Franco Ferrario and Maria Pia Rastaldi
Dr Franco Ferrario
Renal Immunopathology Center
San Carlo Borromeo Hospital
Renal involvement in type 2 diabetes is a well-known clinical occurrence.
According to data from literature, type 2 diabetes presents various changes, including glomerulosclerosis, non-specific chronic damage mostly related to vascular changes and glomerular diseases superimposed on, or even unrelated to, diabetic glomerulosclerosis.
In recent research carried out by the Italian Group of Renal Immunopathology, 674 patients with type 2 diabetes who had undergone renal biopsy for a morphological definition of renal disease were studied.
Cases presented different morphological features and were divided into four histological classes: class 1, diabetic glomerulosclerosis (309 cases; 45,8%); class 2, chronic changes mostly related to vascular damage (91 cases; 13,5%); class 3a, glomerular diseases superimposed on diabetic glomerulosclerosis (106 cases; 15,7%); class 3b, other glomerulonephritis without the presence of diabetic lesions (164 cases; 24,3%).
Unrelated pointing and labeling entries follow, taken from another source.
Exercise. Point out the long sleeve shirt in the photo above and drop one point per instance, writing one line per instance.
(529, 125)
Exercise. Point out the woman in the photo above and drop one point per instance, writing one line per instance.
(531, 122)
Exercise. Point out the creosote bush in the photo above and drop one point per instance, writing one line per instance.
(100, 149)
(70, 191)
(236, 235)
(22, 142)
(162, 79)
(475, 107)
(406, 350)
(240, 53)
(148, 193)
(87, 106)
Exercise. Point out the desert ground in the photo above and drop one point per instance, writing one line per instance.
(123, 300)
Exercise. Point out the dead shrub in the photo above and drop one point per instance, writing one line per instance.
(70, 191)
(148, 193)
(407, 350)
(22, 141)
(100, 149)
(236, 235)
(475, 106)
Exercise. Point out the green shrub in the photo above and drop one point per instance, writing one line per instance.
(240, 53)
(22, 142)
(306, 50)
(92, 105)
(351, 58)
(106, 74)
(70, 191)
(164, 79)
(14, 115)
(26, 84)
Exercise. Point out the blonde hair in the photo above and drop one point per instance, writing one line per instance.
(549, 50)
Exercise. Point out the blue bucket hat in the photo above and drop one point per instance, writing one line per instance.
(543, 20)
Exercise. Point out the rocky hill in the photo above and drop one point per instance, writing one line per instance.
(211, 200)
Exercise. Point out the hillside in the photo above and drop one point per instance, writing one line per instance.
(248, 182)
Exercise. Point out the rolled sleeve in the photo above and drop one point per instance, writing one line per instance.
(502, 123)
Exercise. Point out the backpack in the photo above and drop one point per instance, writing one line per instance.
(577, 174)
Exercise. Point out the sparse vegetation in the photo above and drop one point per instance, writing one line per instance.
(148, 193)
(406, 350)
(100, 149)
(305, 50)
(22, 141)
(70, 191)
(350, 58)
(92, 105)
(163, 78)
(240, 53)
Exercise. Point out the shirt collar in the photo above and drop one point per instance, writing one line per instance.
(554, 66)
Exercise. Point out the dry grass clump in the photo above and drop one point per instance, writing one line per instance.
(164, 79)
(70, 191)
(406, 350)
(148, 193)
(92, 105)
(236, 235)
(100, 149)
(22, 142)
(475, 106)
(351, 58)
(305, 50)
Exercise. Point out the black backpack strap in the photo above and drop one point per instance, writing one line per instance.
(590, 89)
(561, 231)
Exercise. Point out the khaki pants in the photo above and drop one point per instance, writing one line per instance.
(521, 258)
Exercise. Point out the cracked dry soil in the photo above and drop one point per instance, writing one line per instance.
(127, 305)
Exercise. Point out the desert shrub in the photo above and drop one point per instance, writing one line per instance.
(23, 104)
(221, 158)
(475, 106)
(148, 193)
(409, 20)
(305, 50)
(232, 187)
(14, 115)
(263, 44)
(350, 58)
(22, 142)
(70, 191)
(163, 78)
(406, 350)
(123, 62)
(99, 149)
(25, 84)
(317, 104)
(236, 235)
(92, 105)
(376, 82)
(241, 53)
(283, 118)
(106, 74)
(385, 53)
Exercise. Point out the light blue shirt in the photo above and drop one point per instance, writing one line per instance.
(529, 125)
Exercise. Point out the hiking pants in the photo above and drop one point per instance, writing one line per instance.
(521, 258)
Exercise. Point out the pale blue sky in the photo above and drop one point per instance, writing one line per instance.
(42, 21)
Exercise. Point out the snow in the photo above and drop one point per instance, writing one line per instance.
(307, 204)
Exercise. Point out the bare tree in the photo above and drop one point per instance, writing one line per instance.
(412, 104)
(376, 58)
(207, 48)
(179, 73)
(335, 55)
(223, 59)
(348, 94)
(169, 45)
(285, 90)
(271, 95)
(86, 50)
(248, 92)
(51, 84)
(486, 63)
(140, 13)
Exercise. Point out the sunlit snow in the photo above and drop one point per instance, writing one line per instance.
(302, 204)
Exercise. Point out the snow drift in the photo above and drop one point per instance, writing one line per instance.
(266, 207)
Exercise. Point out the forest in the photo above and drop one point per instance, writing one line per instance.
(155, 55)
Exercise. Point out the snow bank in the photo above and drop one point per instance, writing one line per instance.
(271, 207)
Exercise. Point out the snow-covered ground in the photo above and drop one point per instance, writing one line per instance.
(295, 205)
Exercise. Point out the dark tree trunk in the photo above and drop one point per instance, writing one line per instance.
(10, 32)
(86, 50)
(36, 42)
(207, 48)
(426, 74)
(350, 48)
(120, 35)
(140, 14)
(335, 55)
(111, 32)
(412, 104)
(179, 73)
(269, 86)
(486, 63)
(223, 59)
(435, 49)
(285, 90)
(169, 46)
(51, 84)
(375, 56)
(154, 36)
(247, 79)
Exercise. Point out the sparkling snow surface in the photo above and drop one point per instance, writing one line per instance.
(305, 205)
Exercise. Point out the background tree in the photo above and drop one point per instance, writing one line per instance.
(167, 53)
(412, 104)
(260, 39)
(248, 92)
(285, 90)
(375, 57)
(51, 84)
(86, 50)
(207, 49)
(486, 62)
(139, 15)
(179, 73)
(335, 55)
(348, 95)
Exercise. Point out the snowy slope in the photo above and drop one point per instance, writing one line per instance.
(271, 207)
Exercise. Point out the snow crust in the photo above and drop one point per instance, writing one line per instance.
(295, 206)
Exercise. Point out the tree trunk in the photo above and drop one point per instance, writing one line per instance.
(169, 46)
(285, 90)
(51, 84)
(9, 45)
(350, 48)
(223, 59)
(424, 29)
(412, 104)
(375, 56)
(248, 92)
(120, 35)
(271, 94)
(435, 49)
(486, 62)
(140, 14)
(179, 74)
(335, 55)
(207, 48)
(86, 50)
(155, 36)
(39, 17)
In this “Renal Pathology Learning” we will describe the morphological features of classic diabetic glomerulosclerosis (class 1).
The early phases of diabetic nephropathy are characterized by mild mesangial matrix expansion, without thickening of the basement membrane. When the nephritic syndrome is clinically present, differential diagnosis from minimal change disease has to be made. More commonly, a more severe mesangial expansion accompanied by basement membrane thickening can be detected, and a differential diagnosis has to be made from idiopathic membranous glomerulonephritis.
Nodular lesions were the morphological change first recognized by Kimmelstiel and Wilson (1936).
These are typically characterized by the accumulation of homogeneous eosinophilic material within the mesangium, appearing as a rounded accentuation of the mesangial expansion usually acellular and strongly PAS positive.
The individual nodules vary considerably in size and their number varies from one patient to another and from one glomerulus to another.
The most common pattern is diffuse and marked nodular glomerulosclerosis, similar to other nodular forms of nephritis, such as type I Membranoproliferative Glomerulonephritis, Amyloidosis and Light Chain Deposition Disease
In other cases, the nodules can be larger and isolated.
It is well-known that the nodules may originate in relation to microaneurysms, wherein the glomerular basement membrane loses its anchoring point to the mesangial stalk.
Such microaneurysms may arise in association with mesangiolysis, accompanied by disintegration of the mesangial matrix and compaction of mesangial material resulting in the formation of several layers of fibrillary material and nodule formation.
In some cases, an intense increase of mesangial matrix, without nodule formation, characterizes a pattern of diffuse diabetic glomerulosclerosis.
In few cases, a marked mesangial proliferation is present in association with diffuse glomerulosclerosis, and a differential diagnosis has to be made from idiopathic membranoproliferative glomerulonephritis and diffuse lupus nephritis.
Some other glomerular lesions can be considered which, if not diagnostic, are nonethless highly suggestive for diabetic nephropathy: glomerular hypertrophy probably due to glomerular hyperfiltration; subendothelial deposition of hyaline material (fibrin cap); hyaline material deposited in the Bowman's capsule (capsular drop).
Another typical feature of diabetic nephropathy is the presence of arteriolar sclerohyalinosis.
Immunofluorescence can be completely negative or show a linear deposition of IgG along the glomerular capillaries and the tubular basement membranes.
Depending on the intensity of the IgG linear deposits, a differential diagnosis may have to be made from anti-glomerular basement membrane antibody disease.
Electron microscopy confirms the thickening of the basement membrane, and in the nodular form mesangial matrix expansion and sclerosis with some mesangial cell entrapment.